Hillier previously served as the chief of defence staff of the Canadian Forces for three years.
Premier Doug Ford says deployment of the vaccine will require an expert in logistics, which make's Hillier's appointment important.
He says planning is already underway with vaccine manufacturers for the rollout expected in early 2021.
Health Minister Christine Elliott says the province will receive 1.6 million doses of Pfizer's new vaccine and 800,000 doses of Moderna's vaccine.
Elliott says while the vaccines are on the way, she continues to urge people to follow public health rules to limit the spread of the virus.
Meanwhile, Ontario plans to extend the term of its top doctor as it continues to fight the COVID-19 pandemic.
Health Minister Christine Elliott said today that the government has asked Dr. David Williams to stay on as chief medical officer of health until September.
Williams' term was set to end Feb. 16.
Elliott said Williams' leadership is required as the province continues to manage the pandemic and develops plans for the deployment of vaccines.

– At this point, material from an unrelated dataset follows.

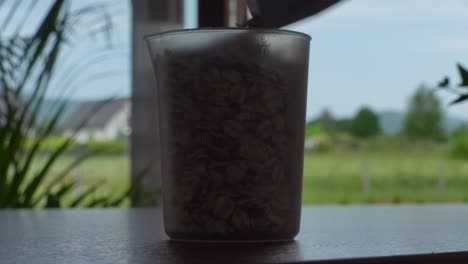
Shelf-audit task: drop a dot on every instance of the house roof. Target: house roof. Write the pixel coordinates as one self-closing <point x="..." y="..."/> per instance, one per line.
<point x="86" y="111"/>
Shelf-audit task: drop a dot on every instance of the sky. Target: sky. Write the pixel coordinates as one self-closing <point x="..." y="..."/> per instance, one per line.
<point x="363" y="52"/>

Some within the health-care sector have criticized Williams for his handling of the pandemic, claiming he hasn't provided clear guidance and has been slow to impose tougher measures when needed.
Premier Doug Ford has repeatedly defended Williams, saying he has been key to Ontario's fight against COVID-19.
The government tabled a motion in the legislature today to extend Williams' term, and it must still be approved.
Meanwhile, Ontario reported a record 1,589 new cases of COVID-19 on Monday, and 19 new deaths due to the virus.
Elliott said 535 cases were in Peel Region, 336 cases are in Toronto, and 205 cases are in York Region.
The province also reported 60 new COVID-19 cases related to schools, including at least 51 among students.
Those brought the number of schools with a reported case to 676 out of Ontario's 4,828 publicly funded schools.
In the province's long-term care homes, 528 residents currently have COVID-19 and 11 new deaths were reported Monday.
The province said 101 of its 626 long-term care homes are experiencing an outbreak.
The latest figures came as Toronto and Peel Region entered the lockdown stage of Ontario's pandemic protection plan.
It means that for at least the next 28 days, non-essential retailers can only offer curbside pickup, while restaurants are closed to all but takeout and delivery orders in the two COVID-19 hot spots.
Personal services have also been forced to close, but schools and child-care centres remain open.